Hello "XYZ" this 'is' a test & so on 
Hello &quot;XYZ&quot; this 'is' a test &amp; so on 

The optional second paramter on cgi.escape escapes quotes. By default, they are not escaped

A simple string function will do it:

def escape(t):
    """HTML-escape the text in `t`."""
    return (t
        .replace("&", "&amp;").replace("<", "&lt;").replace(">", "&gt;")
        .replace("'", "&#39;").replace('"', "&quot;")
        )

Other answers in this thread have minor problems: The cgi.escape method for some reason ignores single-quotes, and you need to explicitly ask it to do double-quotes. The wiki page linked does all five, but uses the XML entity &apos; , which isn't an HTML entity.

This code function does all five all the time, using HTML-standard entities.

The other answers here will help with such as the characters you listed and a few others. However, if you also want to convert everything else to entity names, too, you'll have to do something else. For instance, if á needs to be converted to &aacute; , neither cgi.escape nor html.escape will help you there. You'll want to do something like this that uses html.entities.entitydefs , which is just a dictionary. (The following code is made for Python 3.x, but there's a partial attempt at making it compatible with 2.x to give you an idea):

# -*- coding: utf-8 -*-

import sys

if sys.version_info[0]>2:
    from html.entities import entitydefs
else:
    from htmlentitydefs import entitydefs

text=";\"áèïøæỳ" #This is your string variable containing the stuff you want to convert
text=text.replace(";", "$ஸ$") #$ஸ$ is just something random the user isn't likely to have in the document. We're converting it so it doesn't convert the semi-colons in the entity name into entity names.
text=text.replace("$ஸ$", "&semi;") #Converting semi-colons to entity names

if sys.version_info[0]>2: #Using appropriate code for each Python version.
    for k,v in entitydefs.items():
        if k not in {"semi", "amp"}:
            text=text.replace(v, "&"+k+";") #You have to add the & and ; manually.
else:
    for k,v in entitydefs.iteritems():
        if k not in {"semi", "amp"}:
            text=text.replace(v, "&"+k+";") #You have to add the & and ; manually.

#The above code doesn't cover every single entity name, although I believe it covers everything in the Latin-1 character set.
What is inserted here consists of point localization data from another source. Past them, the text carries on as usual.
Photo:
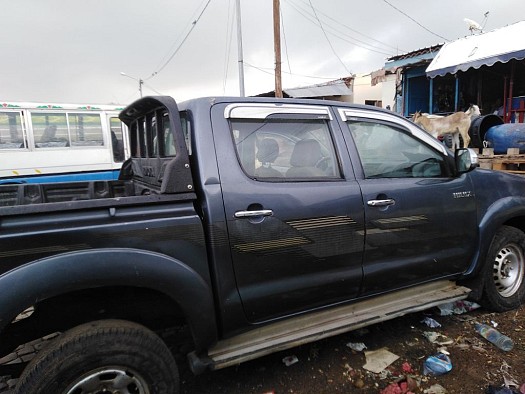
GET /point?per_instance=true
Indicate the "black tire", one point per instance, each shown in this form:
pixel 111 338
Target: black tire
pixel 106 355
pixel 504 271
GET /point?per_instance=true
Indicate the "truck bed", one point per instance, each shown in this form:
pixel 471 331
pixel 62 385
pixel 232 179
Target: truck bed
pixel 35 198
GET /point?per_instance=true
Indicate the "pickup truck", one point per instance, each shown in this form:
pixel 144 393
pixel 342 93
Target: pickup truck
pixel 241 227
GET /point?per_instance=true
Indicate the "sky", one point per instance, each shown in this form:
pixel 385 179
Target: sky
pixel 73 51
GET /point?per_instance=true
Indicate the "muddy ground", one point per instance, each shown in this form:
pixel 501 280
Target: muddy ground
pixel 330 366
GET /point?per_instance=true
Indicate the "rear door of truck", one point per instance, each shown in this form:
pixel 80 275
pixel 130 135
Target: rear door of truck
pixel 294 210
pixel 420 217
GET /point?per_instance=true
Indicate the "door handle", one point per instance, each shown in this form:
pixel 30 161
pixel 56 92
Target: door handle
pixel 251 214
pixel 381 203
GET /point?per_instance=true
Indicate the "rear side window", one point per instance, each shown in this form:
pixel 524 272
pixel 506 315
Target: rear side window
pixel 386 151
pixel 12 133
pixel 285 149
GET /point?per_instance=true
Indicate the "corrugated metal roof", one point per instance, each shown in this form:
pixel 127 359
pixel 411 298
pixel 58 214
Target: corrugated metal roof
pixel 500 45
pixel 416 53
pixel 339 87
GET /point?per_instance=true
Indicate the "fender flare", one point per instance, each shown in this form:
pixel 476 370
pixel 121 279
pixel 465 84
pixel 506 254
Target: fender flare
pixel 28 284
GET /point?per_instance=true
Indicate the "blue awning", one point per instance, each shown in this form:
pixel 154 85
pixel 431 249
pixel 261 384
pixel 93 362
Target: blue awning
pixel 500 45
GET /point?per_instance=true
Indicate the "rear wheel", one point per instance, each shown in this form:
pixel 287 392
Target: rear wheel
pixel 107 356
pixel 504 276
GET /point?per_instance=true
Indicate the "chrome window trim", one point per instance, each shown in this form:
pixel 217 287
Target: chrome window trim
pixel 262 111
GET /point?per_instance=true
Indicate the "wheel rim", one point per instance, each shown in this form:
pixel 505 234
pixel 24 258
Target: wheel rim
pixel 109 380
pixel 508 270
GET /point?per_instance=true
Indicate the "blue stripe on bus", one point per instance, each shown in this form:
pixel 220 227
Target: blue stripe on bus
pixel 71 177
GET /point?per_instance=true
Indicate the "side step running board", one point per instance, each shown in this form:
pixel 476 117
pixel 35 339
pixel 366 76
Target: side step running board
pixel 314 326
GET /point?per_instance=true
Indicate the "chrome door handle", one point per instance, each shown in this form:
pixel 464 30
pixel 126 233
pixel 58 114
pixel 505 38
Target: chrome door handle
pixel 381 203
pixel 251 214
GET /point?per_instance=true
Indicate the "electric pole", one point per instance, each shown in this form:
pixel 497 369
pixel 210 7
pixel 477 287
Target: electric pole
pixel 239 49
pixel 277 48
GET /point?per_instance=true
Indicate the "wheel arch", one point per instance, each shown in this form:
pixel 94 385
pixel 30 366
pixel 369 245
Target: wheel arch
pixel 59 276
pixel 509 211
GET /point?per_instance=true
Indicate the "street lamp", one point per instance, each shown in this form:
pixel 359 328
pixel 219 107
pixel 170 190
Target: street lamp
pixel 139 80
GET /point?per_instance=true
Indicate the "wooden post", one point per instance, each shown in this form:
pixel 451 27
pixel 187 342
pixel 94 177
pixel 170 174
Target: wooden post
pixel 277 48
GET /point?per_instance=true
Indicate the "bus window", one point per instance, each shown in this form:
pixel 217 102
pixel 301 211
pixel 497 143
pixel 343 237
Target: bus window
pixel 117 139
pixel 42 142
pixel 11 131
pixel 50 130
pixel 85 130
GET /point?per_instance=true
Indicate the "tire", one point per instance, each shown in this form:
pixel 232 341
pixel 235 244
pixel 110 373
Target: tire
pixel 504 271
pixel 102 356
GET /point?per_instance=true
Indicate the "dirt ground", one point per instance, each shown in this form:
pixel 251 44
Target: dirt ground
pixel 330 366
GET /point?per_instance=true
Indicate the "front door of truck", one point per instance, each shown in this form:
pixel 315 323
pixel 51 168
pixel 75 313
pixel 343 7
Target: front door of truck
pixel 293 208
pixel 420 218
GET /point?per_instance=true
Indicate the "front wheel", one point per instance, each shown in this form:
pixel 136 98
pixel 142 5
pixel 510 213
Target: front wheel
pixel 504 275
pixel 107 356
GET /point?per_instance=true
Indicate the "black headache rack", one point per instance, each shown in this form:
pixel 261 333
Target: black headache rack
pixel 159 162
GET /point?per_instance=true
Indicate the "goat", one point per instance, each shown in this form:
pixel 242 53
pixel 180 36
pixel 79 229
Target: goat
pixel 455 124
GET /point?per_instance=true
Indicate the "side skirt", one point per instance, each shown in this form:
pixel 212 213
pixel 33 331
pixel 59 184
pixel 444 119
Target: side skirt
pixel 326 323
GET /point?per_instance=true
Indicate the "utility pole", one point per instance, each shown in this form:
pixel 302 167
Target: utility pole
pixel 277 48
pixel 239 49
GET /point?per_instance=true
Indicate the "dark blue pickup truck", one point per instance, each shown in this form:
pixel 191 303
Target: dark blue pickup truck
pixel 241 227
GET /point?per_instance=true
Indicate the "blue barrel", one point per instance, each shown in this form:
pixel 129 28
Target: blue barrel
pixel 479 127
pixel 504 136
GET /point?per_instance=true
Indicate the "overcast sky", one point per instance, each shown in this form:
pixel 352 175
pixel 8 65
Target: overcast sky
pixel 73 51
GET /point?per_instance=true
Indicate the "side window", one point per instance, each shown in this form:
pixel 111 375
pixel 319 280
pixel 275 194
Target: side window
pixel 117 139
pixel 285 150
pixel 85 129
pixel 388 152
pixel 50 130
pixel 11 131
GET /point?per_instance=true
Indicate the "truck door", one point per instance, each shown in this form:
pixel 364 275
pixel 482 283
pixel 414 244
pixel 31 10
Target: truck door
pixel 293 208
pixel 420 219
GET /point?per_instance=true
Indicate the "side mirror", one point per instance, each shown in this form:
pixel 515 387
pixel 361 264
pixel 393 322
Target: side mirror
pixel 466 160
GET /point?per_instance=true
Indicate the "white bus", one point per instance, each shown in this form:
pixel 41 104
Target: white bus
pixel 42 143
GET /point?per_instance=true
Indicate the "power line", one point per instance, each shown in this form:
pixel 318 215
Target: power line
pixel 351 29
pixel 310 18
pixel 327 39
pixel 263 69
pixel 229 39
pixel 285 43
pixel 412 19
pixel 194 23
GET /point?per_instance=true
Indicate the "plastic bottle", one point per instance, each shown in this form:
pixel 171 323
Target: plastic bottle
pixel 436 365
pixel 494 336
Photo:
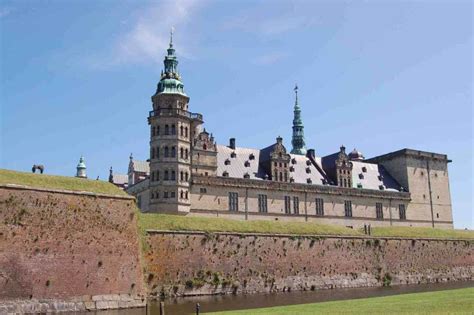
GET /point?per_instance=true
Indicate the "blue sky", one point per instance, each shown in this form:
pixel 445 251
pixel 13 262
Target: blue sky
pixel 77 76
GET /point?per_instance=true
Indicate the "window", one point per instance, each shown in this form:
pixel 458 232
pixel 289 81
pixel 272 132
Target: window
pixel 233 201
pixel 348 208
pixel 378 210
pixel 287 205
pixel 262 203
pixel 319 206
pixel 401 209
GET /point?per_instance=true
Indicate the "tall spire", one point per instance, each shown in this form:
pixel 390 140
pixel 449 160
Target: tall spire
pixel 170 81
pixel 297 141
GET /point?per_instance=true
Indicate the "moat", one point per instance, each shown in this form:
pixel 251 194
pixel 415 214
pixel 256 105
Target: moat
pixel 236 302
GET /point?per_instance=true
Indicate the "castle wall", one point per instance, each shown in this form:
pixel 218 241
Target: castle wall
pixel 69 246
pixel 187 263
pixel 210 197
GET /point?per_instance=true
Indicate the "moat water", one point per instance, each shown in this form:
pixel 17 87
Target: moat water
pixel 187 305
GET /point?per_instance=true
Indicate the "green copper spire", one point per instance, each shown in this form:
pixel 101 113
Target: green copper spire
pixel 297 141
pixel 170 81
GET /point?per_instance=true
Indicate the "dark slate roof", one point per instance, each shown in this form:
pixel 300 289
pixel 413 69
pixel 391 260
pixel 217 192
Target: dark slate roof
pixel 237 168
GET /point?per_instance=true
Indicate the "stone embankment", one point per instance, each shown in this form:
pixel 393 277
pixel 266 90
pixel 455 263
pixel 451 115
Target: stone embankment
pixel 195 263
pixel 64 250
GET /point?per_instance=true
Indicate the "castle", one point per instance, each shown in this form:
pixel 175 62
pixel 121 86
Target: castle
pixel 188 173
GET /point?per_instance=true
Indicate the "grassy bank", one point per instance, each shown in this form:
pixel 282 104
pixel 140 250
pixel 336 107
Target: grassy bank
pixel 58 182
pixel 459 301
pixel 182 223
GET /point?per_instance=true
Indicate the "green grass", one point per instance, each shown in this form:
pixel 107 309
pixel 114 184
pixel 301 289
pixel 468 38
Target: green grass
pixel 58 182
pixel 182 223
pixel 459 301
pixel 421 232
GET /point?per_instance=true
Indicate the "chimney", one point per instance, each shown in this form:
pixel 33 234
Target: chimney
pixel 232 143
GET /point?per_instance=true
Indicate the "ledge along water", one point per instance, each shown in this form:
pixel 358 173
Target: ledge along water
pixel 187 305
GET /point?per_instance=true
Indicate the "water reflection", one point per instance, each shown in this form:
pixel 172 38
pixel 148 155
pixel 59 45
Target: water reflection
pixel 186 305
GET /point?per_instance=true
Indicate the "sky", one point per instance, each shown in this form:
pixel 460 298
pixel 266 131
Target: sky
pixel 77 77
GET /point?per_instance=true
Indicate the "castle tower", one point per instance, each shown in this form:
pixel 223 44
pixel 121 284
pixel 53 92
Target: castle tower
pixel 172 128
pixel 297 141
pixel 81 168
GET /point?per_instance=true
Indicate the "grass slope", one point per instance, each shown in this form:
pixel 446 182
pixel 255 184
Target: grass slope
pixel 58 182
pixel 459 301
pixel 182 223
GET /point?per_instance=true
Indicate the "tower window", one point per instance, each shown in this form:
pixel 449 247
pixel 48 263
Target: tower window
pixel 262 203
pixel 319 202
pixel 233 201
pixel 402 211
pixel 348 208
pixel 379 210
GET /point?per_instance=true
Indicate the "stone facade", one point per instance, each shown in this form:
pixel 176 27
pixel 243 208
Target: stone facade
pixel 191 263
pixel 190 174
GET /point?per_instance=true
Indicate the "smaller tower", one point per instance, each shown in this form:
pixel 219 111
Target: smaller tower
pixel 81 168
pixel 298 143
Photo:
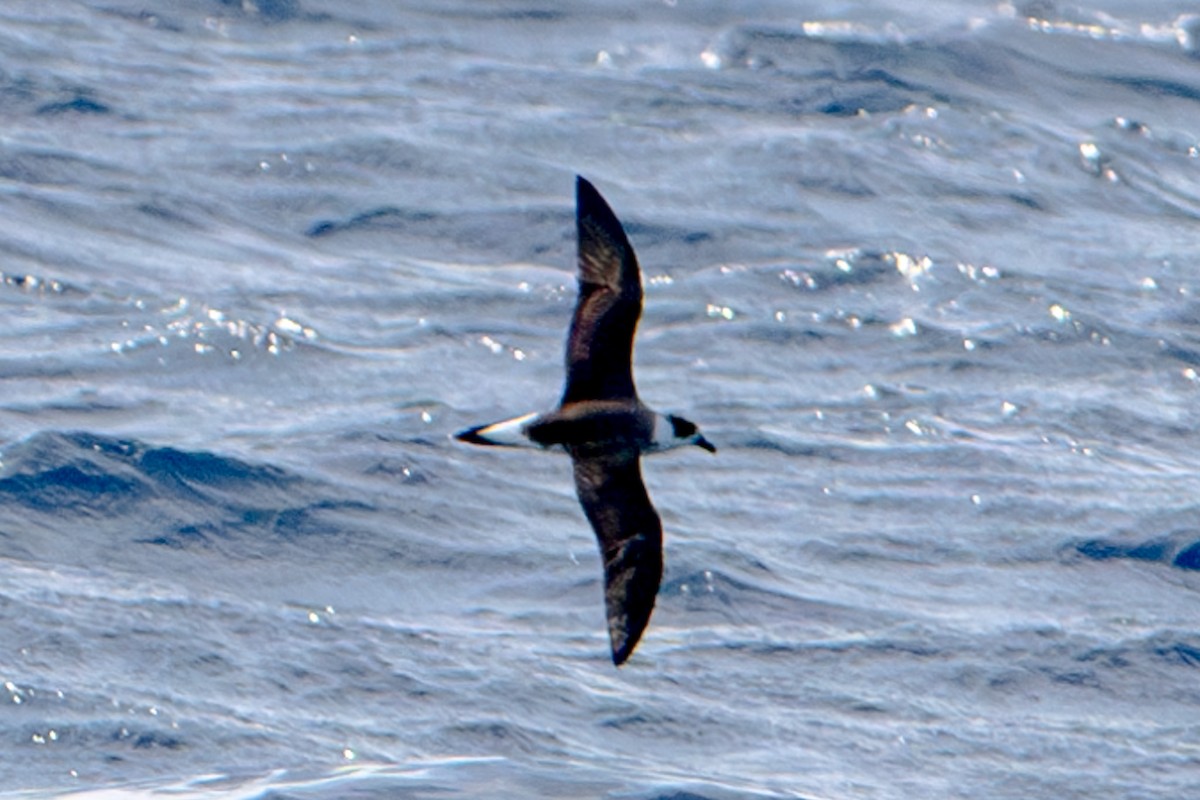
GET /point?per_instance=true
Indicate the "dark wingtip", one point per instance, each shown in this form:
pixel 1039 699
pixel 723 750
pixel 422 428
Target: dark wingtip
pixel 589 203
So, I'm manually doing some common ones I like hereafter:
text=text.replace("ŷ", "&ycirc;")
text=text.replace("Ŷ", "&Ycirc;")
text=text.replace("ŵ", "&wcirc;")
text=text.replace("Ŵ", "&Wcirc;")
text=text.replace("ỳ", "&#7923;")
text=text.replace("Ỳ", "&#7922;")
text=text.replace("ẃ", "&wacute;")
text=text.replace("Ẃ", "&Wacute;")
text=text.replace("ẁ", "&#7809;")
text=text.replace("Ẁ", "&#7808;")

print(text)
#Python 3.x outputs: &semi;&quot;&aacute;&egrave;&iuml;&oslash;&aelig;&#7923;
#The Python 2.x version outputs the wrong stuff. So, clearly you'll have to adjust the code somehow for it.